Alan Knill thinks it might be time to redefine pressure.
His reason being that, rather than something to shy away from, it should actually be embraced.
“Listen, this is where we all want to be. You’ve got to take it on board and enjoy it. Every day, no matter what job you do, there is pressure. Whether that’s football, working in a factory or whatever else. If you can’t enjoy being where we are, well, let’s be honest, it’s a bit of a struggle isn’t it.”
Five points clear at the top of the League One table with 15 games remaining, life is pretty good at Sheffield United right now. But, speaking ahead of tonight’s visit to Bristol Rovers, Chris Wilder’s assistant admitted his theory about coping with high expectations is about to face a very stern test. Darrell Clarke’s side caused all manner of problems at Bramall Lane earlier this season before, following Jermaine Easter’s dismissal, eventually succumbing to a narrow defeat.
“Bristol Rovers are a team we know well,” Knill, deputising for Wilder at yesterday’s pre-match media conference, said. “They will always have a right go at you. It was a tough game at home and away will be no different. But, if we play well, then hopefully it will be a tough game for them as well.”
United stretched their lead over second-placed Scunthorpe when they triumphed 1-0 at Peterborough last weekend. Billy Sharp’s 20th goal of the season proved enough to settle a breathless contest between two attack-minded teams. Ultimately, though, United prevailed thanks to their impermeable defence.
“It was an amazing win and, I’ve got to say, a really tough game,” Knill added.
“I remember Chris saying on the line ‘It’s going to take one goal to win it.’ Fortunately it fell to us.”
Having been breached eight times in three outings during what Wilder recently described as a “mini-blip”, United’s rearguard travelled to the south-west hoping to complete a hat-trick of clean sheets after shutting-out AFC Wimbledon earlier this month.
“The clean sheets are massive,” Knill said. “For us to get to where we want to be, we need to keep those. We had a long chat with the lads at the back beforehand, some of the goals we’d conceded we weren’t happy with and certain things we weren’t happy with, so we did some work on the training pitch. But you can only do so much work on the training ground. It’s the players themselves who take that out on the pitch.”
“The big bit is the balance,” Knill added. “It’s chopped and changed through injury and suspension but whoever has come in as looked comfortable. So we’re fortunate in that regard. Even if we change from a three to a four to a two, they are comfortable with that as well.”

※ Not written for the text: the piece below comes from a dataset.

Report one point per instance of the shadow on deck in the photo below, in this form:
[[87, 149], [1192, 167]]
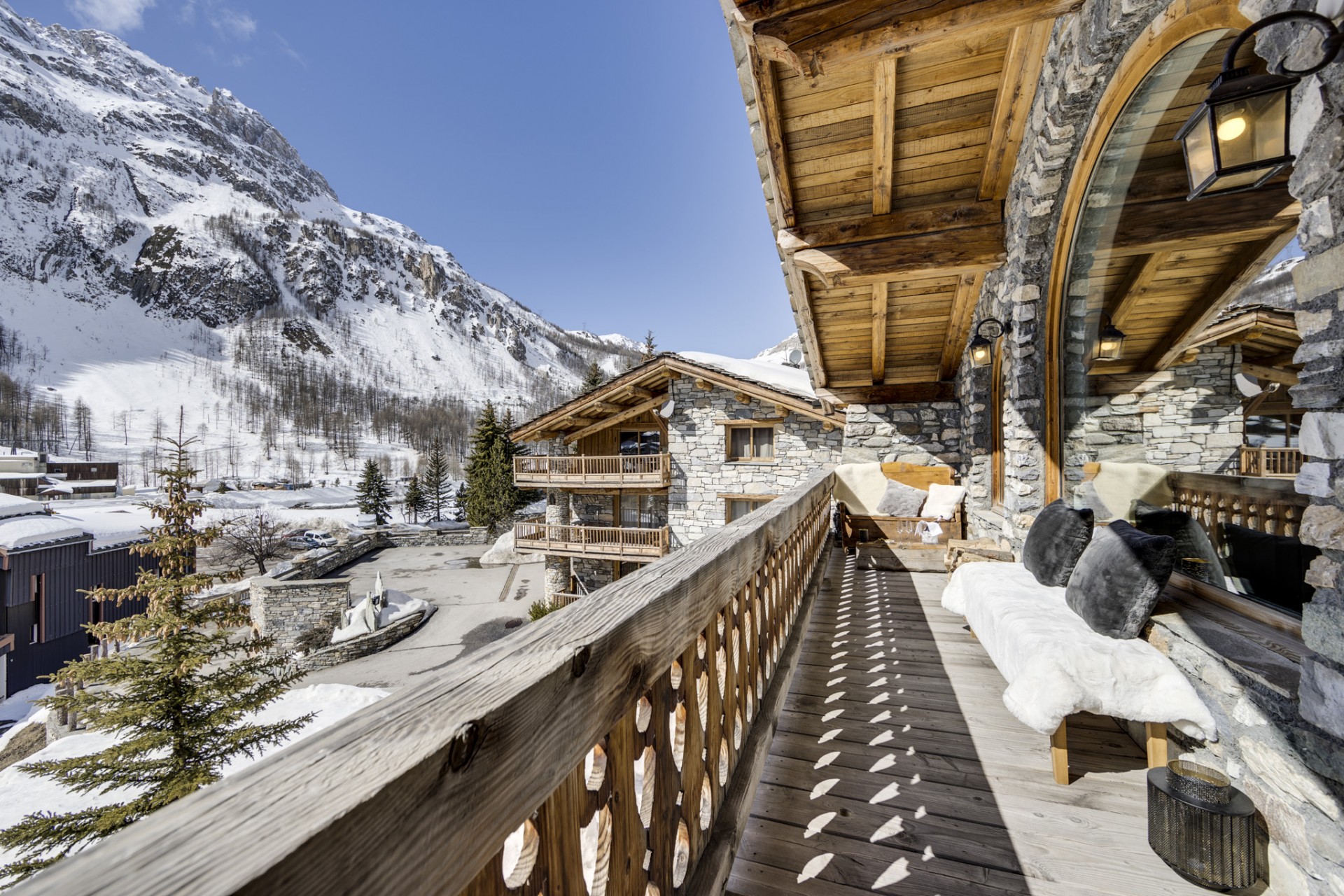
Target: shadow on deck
[[895, 767]]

Jake Wright’s return to the starting eleven has coincided with United’s improved performances at the back.
With Ethan Ebanks-Landell pressing for a recall after recovering from a hip problem Knill, himself a former centre-half, said: “Jake is a proper professional. Whatever he is doing here, he’s done all the way through his career. He’s a leader and he helps and organises. The game has changed but you’re a defender first surely? I’ve got to say, though, he’s also really good on the ball. He can move it around the pitch. And, more than anything, he’s just a calming influence with the younger players. But he’s not the only one.”
“That group is a real good group,” Knill added. “And that’s what they are, a group of defenders. They rarely question, they just get their heads down and get on with it. If you’ve got really good players that want to work and want to be better, that’s a good position to be in.
“It’s very rare that we come off the training ground and think ‘That was rubbish today.’ Normally we say ‘That was really good.’ You don’t always get that approach. I’ve been a clubs before with good players but this lots demands of each other ever single day. That’s why it’s worked so far. And they want to do more. Sometimes we have to pull them back. But to see good players want to work even more, well, you can’t put a price on that.”
United’s attack has performed consistently all season, scoring 70 goals in 32 outings. The arrival of Jay O’Shea from Chesterfield - he made his debut as a second-half substitute at London Road - has provided Wilder with another tantalising option going forward.
“Jay is a good player, he knows the league and he scores goals,” Knill said. “It wasn’t a difficult decision for us when we knew we could get him.
“We’re not asking players to do things they can’t do. Probably the first question we ask a player is ‘Where do you think you are best?’ Then, if that’s where they are, then it’s down to the player isn’t. No round pegs in square holes.”